Injuries at and around the MTP joints are quite painful. Careful palpation will reveal if the injury is at the plantar fascia attachment to the distal metatarsal, or to the joint itself or between the MTP joints. Each joint is palpated individually and sometimes while moving the joint. After identifying the injuries, we will treat the distal metatarsal head by cleansing the skin and if the injury is plantar, will enter through the skin just proximal to the callus of the ball of the foot and pepper the fibro-osseous junction (See Figure 14.) For injury at the proximal end of the MTP phalanx, approach is made from the skin just distal to the callus of the ball of the foot directly over the phalanx. (See Figure 15.) When the injury is on the dorsal side of the MTP, the approach is from the top. (See Figure 16.) 0.5 to 1cc is injected at each affected site.
This is a fairly common condition. Often it hurts, however, some people merely don’t like the way it looks. Here we have some good news and some bad news. The good news is that we can heal the injured ligaments and tendons so the pain is relieved. The bad news is that we can’t improve its cosmetic appearance.
The treatment is straight forward. Begin by cleansing the skin over the first MTP medially. Using a 25G 1.5-inch needle we will inject about 2cc of Prolotherapy solution around and into the joint on its medial aspect. (See Figure 17.)

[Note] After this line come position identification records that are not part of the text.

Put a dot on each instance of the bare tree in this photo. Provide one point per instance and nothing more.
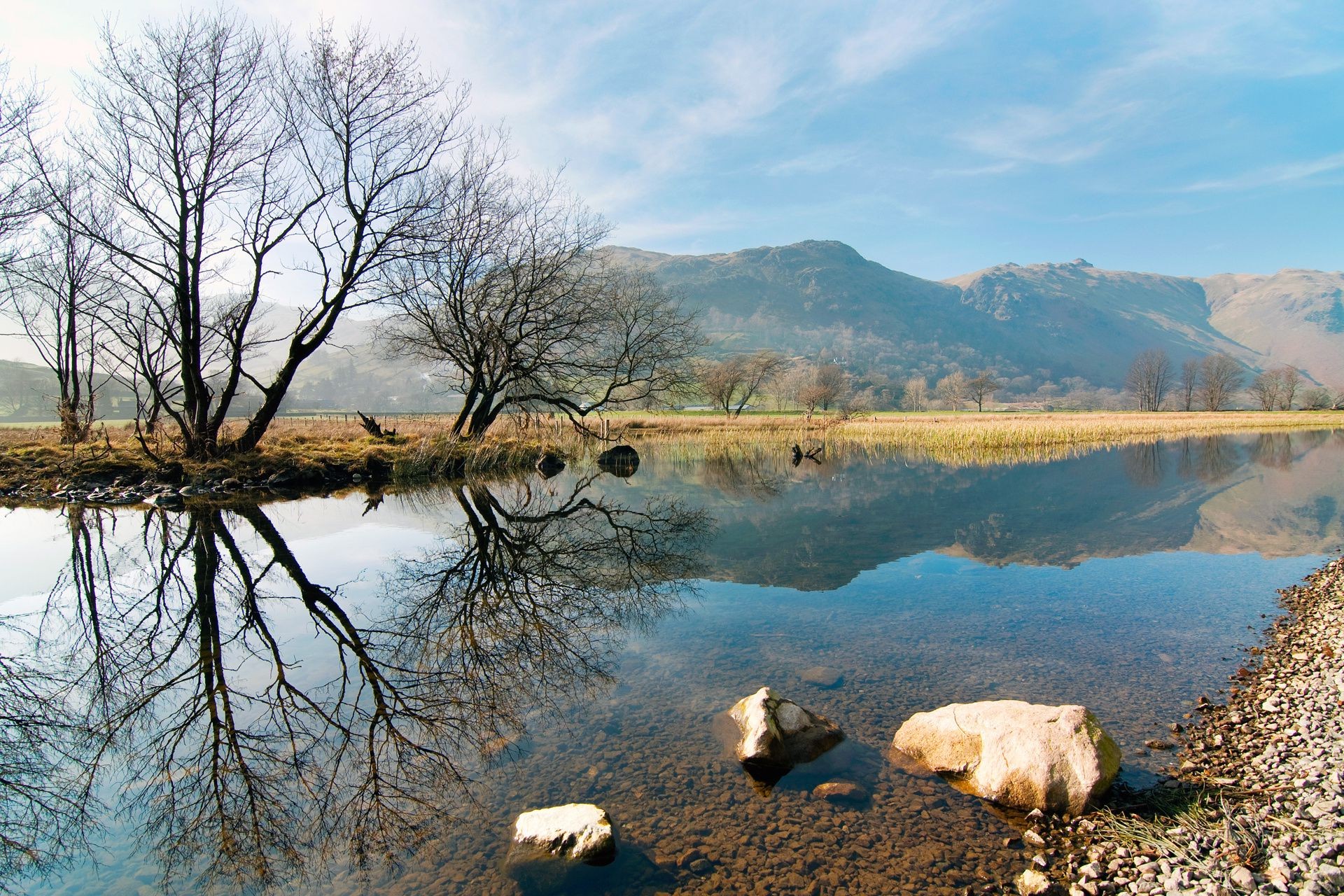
(519, 312)
(732, 383)
(981, 387)
(1189, 383)
(953, 388)
(1317, 399)
(54, 292)
(1265, 390)
(831, 384)
(1291, 381)
(227, 159)
(20, 105)
(914, 396)
(1149, 379)
(1219, 378)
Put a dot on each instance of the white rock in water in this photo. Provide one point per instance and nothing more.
(778, 732)
(1015, 752)
(575, 832)
(1032, 883)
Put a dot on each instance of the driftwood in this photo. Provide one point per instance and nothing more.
(374, 429)
(815, 454)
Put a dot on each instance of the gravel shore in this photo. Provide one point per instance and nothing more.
(1256, 804)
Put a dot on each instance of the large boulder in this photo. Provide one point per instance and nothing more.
(550, 843)
(777, 734)
(1015, 752)
(622, 461)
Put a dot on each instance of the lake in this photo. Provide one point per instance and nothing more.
(359, 692)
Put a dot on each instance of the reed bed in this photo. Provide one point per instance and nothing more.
(958, 440)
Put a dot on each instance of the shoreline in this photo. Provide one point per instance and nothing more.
(1256, 802)
(302, 456)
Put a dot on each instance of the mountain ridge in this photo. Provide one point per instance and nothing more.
(1060, 318)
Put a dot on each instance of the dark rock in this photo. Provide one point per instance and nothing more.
(549, 465)
(823, 676)
(622, 461)
(840, 792)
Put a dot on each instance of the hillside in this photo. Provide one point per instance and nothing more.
(1050, 320)
(1294, 316)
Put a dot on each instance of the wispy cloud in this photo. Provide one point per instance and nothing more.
(1270, 175)
(898, 34)
(816, 162)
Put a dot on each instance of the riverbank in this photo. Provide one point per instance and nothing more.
(1256, 801)
(298, 456)
(312, 454)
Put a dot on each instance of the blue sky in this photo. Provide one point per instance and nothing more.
(934, 137)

The foot and ankle are very complex structures with many more ligaments and tendons and joints than we have covered in this article. I have tackled the most common conditions. Now we can Prolo our patients’ foot and ankle pains away!
1 Hauser RA, Feister WA, Dextrose Prolotherapy with Human Growth Hormone to Treat Chronic First Metatarsophalangeal Joint Pain. Foot and Ankle online Journal Sept 2012.